Non seulement les hommes consultent moins que les femmes, mais s’ils osent se rendre chez leur médecin, ils risquent fort de ne pas voir leur dépression diagnostiquée. En effet, plusieurs recherches montrent que pour un même problème, le médecin cherchera une cause physique ou mécanique chez l’homme, alors qu’il orientera la femme vers des soins psychologiques. Théodore Hovaguimian cite une étude épidémiologique menée sur l’île suédoise de Gotland dans les années 1990. Son objectif était de tester un programme de détection et de traitement de la dépression auprès des médecins généralistes. Dans l’année suivante, les chercheurs ont observé une nette diminution des hospitalisations, des congés maladies, de la consommation de tranquillisants, ainsi que des suicides. «Mais tous ces résultats positifs ne concernaient que les femmes, souligne le psychiatre. Le taux de suicide masculin restait inchangé. Parce que ces individus n’avaient jamais consulté de médecin et n’étaient pas connus des services de psychiatrie. On retrouvait plutôt leurs noms dans les registres du chômage ou des services sociaux.»

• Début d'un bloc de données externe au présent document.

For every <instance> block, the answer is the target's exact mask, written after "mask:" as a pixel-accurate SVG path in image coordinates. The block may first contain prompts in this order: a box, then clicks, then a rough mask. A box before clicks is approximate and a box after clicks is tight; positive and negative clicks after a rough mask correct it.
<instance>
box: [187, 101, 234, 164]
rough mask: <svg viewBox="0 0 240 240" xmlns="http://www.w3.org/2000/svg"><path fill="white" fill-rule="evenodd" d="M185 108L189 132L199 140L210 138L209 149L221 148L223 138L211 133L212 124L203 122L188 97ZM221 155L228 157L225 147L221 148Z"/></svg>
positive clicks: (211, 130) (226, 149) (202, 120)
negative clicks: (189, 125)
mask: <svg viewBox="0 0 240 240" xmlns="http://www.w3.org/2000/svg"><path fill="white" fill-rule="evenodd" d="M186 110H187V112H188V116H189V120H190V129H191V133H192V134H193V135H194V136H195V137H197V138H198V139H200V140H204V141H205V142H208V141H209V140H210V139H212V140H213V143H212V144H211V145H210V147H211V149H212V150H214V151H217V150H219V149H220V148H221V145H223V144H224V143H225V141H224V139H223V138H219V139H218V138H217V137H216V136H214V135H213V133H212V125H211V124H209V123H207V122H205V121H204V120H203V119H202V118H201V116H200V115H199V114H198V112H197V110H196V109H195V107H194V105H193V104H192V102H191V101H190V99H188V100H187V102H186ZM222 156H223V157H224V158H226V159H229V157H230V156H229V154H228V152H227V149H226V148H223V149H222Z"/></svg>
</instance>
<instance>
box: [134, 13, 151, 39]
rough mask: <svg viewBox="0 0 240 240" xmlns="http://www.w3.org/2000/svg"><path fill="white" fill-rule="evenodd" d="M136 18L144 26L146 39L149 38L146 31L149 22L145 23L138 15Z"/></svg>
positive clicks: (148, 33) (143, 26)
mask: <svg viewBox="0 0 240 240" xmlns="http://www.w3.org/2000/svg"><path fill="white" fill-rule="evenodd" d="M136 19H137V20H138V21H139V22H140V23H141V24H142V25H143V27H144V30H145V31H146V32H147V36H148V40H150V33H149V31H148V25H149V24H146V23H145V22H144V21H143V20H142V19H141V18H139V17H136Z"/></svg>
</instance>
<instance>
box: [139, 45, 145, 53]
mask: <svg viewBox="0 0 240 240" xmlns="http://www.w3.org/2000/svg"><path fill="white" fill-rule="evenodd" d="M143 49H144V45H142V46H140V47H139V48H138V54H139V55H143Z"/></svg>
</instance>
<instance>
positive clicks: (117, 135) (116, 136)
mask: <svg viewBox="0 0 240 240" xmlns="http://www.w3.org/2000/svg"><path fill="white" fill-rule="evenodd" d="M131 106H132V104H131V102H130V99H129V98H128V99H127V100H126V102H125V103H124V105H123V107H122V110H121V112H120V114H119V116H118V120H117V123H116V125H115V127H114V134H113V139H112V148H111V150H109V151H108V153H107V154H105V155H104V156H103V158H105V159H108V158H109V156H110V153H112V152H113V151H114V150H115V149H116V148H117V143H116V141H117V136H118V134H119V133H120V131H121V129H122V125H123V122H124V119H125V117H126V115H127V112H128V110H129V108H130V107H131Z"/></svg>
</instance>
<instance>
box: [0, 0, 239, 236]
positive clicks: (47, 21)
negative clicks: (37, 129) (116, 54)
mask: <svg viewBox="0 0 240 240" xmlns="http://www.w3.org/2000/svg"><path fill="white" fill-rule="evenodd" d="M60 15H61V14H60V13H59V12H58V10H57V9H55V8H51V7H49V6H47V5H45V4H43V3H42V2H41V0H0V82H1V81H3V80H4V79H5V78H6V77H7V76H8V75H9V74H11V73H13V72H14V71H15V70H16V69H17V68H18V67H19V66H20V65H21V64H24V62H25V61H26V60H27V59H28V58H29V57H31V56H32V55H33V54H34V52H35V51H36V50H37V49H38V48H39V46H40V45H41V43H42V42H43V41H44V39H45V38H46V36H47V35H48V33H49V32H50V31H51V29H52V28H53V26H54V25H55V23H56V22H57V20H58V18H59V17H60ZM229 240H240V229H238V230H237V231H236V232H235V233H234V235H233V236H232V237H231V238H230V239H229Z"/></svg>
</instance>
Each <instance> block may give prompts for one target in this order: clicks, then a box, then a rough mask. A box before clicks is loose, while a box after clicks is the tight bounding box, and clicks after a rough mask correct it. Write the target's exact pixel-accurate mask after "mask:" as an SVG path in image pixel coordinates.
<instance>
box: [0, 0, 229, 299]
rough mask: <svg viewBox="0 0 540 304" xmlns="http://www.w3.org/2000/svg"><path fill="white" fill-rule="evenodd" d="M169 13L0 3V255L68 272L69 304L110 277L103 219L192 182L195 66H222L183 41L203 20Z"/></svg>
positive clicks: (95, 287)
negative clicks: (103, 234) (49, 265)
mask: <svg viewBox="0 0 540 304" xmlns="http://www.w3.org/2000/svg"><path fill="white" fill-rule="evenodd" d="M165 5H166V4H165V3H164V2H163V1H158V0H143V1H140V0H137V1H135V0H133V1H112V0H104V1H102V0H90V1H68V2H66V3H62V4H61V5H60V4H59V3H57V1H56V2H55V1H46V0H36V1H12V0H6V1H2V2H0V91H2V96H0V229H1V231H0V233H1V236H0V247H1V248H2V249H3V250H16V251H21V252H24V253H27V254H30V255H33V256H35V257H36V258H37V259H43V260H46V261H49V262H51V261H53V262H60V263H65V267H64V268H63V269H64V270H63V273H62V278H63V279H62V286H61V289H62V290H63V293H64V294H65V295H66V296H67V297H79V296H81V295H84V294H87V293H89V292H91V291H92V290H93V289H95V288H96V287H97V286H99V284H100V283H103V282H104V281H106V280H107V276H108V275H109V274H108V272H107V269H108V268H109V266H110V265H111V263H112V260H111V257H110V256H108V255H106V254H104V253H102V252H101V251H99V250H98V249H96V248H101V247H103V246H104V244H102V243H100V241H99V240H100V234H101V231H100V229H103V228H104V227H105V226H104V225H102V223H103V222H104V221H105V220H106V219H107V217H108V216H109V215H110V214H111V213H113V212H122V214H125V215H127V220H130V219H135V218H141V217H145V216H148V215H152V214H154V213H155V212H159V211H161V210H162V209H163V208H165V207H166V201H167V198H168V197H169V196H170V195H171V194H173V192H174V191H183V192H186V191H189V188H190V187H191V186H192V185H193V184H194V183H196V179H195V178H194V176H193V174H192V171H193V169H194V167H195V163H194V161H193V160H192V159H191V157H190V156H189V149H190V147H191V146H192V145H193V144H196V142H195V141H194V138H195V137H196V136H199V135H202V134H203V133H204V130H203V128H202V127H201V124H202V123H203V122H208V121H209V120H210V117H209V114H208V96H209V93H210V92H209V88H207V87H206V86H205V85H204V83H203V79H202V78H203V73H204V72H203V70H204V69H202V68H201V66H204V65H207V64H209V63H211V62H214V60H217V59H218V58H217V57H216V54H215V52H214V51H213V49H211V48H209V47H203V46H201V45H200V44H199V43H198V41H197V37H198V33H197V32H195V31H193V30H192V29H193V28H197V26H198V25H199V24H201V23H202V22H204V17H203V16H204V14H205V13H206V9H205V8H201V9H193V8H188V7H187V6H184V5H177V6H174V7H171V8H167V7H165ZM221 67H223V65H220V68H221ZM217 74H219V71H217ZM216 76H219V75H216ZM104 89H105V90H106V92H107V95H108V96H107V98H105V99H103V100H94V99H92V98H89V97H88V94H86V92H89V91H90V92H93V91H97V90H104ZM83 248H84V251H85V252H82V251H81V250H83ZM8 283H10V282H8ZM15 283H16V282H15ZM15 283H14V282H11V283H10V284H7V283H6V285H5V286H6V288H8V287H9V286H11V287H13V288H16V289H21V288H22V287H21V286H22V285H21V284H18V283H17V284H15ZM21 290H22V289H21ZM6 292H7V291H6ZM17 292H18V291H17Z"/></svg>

Les hommes ont donc davantage tendance que les femmes à échapper aux filets traditionnels de détection, cela d’autant plus si leurs symptômes sont atypiques. «On rate la dépression chez ces hommes parce qu’ils ne viennent pas consulter, constate Théodore Hovaguimian. Lorsqu’ils consultent, ce qui doit alerter le médecin, ce sont les changements soudains d’humeurs et de comportements chez leurs patients. C’est par exemple le cas d’un brave père de famille qui commence à dysfonctionner subitement, en particulier autour de la quarantaine.» Cette prévention est d’autant plus importante que le taux de suicide concerne entre 1300 et 1400 personnes par an en Suisse. Et qu’il touche deux fois plus les hommes que les femmes.